April 8, 2021 | How To...
Imagine joining a project team knowing in the back of your head that 75% of team members admit that their projects are either always or usually “doomed right from the start.” (GENECA, January 2017). As a new team member, that isn’t very motivational, but wouldn’t you want to setup a new team member for success right off the bat and get off to a great start?
I recently onboarded a new team member to my current engagement – a Workplace by Facebook digital employee engagement for a large US-based corporation with retail stores across the United States. I was able to leverage my previous onboarding experience and developed a very simple Onboarding Plan which you can also develop for your new project team members.
The purpose of the Onboarding Plan is to help assimilate a new project team member to the overall project, set them up for success and deliver value to the client as quickly as possible. It should be detailed enough to get them started but also not so extensive that it will overwhelm the new team member to the point they can’t focus on the important aspects of the project. The Onboarding Plan had three key elements:
Key Stakeholders – Business & Technology: Sharing an organizational chart is a good start for a new team member to understand the overall organization. But more important than the titles are the roles that each key stakeholder performs on the project. Understanding who makes key decisions regarding launch readiness or who approves deliverables is critical to make sure you can meet any project concerns they may have. Third party technology vendors are just as critical for any project and at times lead key architecture and solution deployment aspects. Knowing key technology stakeholders – whether internal or external are also key to know during the onboarding process for new team members. Finally, in addition to just know the key stakeholders, the Onboarding Plan should identify those people that the new team member could turn to based on what they may be struggling with and turn to a leader who can assist.
Personality and Working Styles: Knowing the names, titles or project roles of key stakeholders is typically not enough while working on highly visible projects or initiatives. New team members should also be aware of a stakeholder’s power and influence as well as their personal working style (e.g., responsiveness to emails on weekends, early riser or works late at night). Do they like to hash things out in a team meeting, or do they prefer to take things off-line and address them one on one? Additionally, sharing a Stakeholder Map with the new project team member would be very beneficial for them to understand the “influence” and “power” dynamics of the various key stakeholders. For more on “How to Develop a Stakeholder Map”, feel free to read a previous LSA blog here.

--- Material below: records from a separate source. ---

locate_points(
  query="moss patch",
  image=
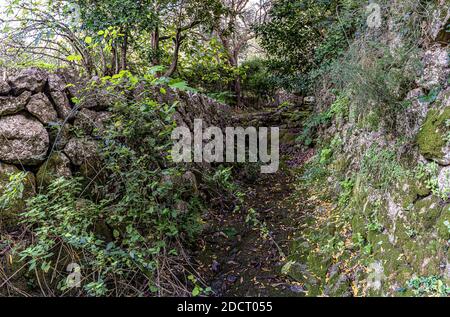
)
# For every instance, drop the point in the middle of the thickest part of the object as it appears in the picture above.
(431, 138)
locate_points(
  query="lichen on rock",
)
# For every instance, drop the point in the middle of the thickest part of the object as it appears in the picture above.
(432, 136)
(24, 140)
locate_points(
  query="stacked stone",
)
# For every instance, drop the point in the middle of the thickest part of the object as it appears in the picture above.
(36, 120)
(47, 136)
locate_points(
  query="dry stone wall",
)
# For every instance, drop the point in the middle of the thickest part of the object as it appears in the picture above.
(38, 121)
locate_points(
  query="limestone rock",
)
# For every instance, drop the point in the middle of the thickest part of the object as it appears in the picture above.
(432, 136)
(444, 182)
(440, 24)
(427, 211)
(60, 134)
(56, 166)
(32, 79)
(60, 99)
(80, 151)
(11, 104)
(100, 122)
(411, 119)
(24, 140)
(4, 87)
(85, 120)
(41, 108)
(436, 71)
(9, 213)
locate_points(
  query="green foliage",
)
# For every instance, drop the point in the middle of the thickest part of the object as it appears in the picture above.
(376, 162)
(377, 79)
(258, 81)
(13, 190)
(325, 156)
(315, 120)
(136, 216)
(429, 286)
(303, 36)
(428, 173)
(346, 192)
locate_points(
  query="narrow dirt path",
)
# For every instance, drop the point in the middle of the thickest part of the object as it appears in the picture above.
(244, 258)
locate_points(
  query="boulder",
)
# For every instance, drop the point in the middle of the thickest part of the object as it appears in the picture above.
(56, 166)
(60, 134)
(32, 79)
(23, 140)
(4, 87)
(100, 122)
(9, 211)
(81, 151)
(42, 108)
(85, 121)
(12, 105)
(59, 96)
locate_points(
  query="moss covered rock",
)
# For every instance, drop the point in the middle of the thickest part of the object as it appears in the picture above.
(14, 202)
(57, 165)
(432, 136)
(443, 223)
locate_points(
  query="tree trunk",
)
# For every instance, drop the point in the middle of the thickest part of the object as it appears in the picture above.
(176, 52)
(124, 51)
(155, 47)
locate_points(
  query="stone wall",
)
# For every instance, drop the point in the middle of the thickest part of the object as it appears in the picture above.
(44, 134)
(402, 225)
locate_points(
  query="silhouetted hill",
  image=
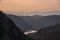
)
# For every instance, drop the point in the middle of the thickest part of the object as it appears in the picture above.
(42, 21)
(21, 23)
(49, 33)
(9, 31)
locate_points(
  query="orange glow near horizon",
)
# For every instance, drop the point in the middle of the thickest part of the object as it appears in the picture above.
(29, 5)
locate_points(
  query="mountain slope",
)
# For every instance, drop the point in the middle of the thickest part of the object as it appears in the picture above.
(21, 23)
(49, 33)
(42, 21)
(9, 31)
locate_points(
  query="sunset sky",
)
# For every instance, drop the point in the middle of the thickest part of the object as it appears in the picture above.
(29, 5)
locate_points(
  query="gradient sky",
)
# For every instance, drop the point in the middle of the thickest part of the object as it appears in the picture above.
(29, 5)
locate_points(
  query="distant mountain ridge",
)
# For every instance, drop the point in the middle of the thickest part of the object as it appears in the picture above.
(42, 21)
(21, 23)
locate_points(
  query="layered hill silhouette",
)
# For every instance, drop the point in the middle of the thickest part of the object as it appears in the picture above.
(35, 22)
(49, 33)
(21, 23)
(8, 29)
(42, 21)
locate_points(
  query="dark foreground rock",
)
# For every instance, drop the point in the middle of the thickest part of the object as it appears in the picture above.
(9, 31)
(49, 33)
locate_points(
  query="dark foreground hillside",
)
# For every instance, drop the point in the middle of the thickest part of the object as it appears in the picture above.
(49, 33)
(9, 31)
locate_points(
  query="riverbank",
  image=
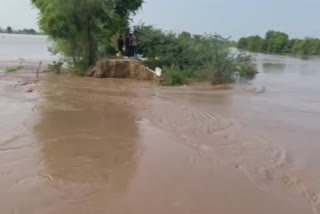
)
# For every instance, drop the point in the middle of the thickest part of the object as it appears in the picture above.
(84, 145)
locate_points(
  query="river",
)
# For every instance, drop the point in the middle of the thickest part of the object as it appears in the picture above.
(84, 145)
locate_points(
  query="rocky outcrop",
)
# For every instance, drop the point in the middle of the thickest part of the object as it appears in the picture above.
(122, 68)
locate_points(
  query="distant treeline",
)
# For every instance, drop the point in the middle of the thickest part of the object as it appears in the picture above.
(23, 31)
(280, 43)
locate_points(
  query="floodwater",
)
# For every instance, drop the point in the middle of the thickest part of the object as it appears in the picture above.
(84, 145)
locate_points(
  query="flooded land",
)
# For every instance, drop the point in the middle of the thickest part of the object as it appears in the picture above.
(83, 145)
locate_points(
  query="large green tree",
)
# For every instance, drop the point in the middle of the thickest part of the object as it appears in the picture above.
(82, 29)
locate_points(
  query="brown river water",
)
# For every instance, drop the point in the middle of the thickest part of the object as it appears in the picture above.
(84, 145)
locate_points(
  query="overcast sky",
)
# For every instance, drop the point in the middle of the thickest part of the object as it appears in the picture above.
(236, 18)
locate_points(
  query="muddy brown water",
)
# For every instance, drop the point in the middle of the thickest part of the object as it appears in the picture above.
(84, 145)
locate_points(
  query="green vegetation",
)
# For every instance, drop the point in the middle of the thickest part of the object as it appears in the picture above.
(13, 69)
(55, 67)
(82, 30)
(183, 56)
(279, 43)
(24, 31)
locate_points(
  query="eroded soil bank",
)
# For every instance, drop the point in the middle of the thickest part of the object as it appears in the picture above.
(86, 145)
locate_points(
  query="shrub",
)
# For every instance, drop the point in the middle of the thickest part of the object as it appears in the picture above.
(56, 67)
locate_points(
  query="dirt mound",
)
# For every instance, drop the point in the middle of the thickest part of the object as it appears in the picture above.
(121, 68)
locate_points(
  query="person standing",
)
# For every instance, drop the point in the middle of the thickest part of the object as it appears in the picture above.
(120, 44)
(127, 44)
(134, 44)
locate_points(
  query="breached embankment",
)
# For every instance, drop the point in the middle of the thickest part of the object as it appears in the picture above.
(122, 68)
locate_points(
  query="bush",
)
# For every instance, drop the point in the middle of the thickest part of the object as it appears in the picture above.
(173, 76)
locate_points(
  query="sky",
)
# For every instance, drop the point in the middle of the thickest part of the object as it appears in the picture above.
(235, 18)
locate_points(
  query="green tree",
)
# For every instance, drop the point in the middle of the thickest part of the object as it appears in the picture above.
(82, 29)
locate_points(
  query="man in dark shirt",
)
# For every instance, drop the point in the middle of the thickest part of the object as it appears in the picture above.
(120, 44)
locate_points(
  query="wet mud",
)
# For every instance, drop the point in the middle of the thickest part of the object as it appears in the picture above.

Overall Solution & Business Objectives: Depending on the new team member’s focus area, the Onboarding Plan should include at least a high-level overview of the solution being implemented and the key business objectives or benefits the project is looking to attain for the organization. Understanding why the project is being done or understanding if this is client’s strategic effort will also help new team member realize its importance. Again, the purpose of the Onboarding Plan is to make sure the new team member is setup for success.
Besides, the three key items for the Onboarding Plan shown above, other areas you may consider to include are project tools & process information, a summary of the new team members previous experiences that may be applicable to their role, and finally contacts for assistance or escalation. As a leader, providing the newly onboarded team member with an Onboarding Plan isn’t just a one-time exercise. With my new team member, I scheduled a daily 15-minute standup for the 2 of us for the 1st two weeks. This not only allows the new team member to ask questions about any of the provided material, but it also allows for timely feedback to the new team member from key stakeholders or existing project team members.
The ability to reduce the number of days during onboarding to being “productive” is important for either large or small initiatives. With team members onboarding through-out the life cycle of a project, you want them to contribute to your project as quick as possible (and be setup for success) so invest the time to develop an Onboarding Plan for your team members.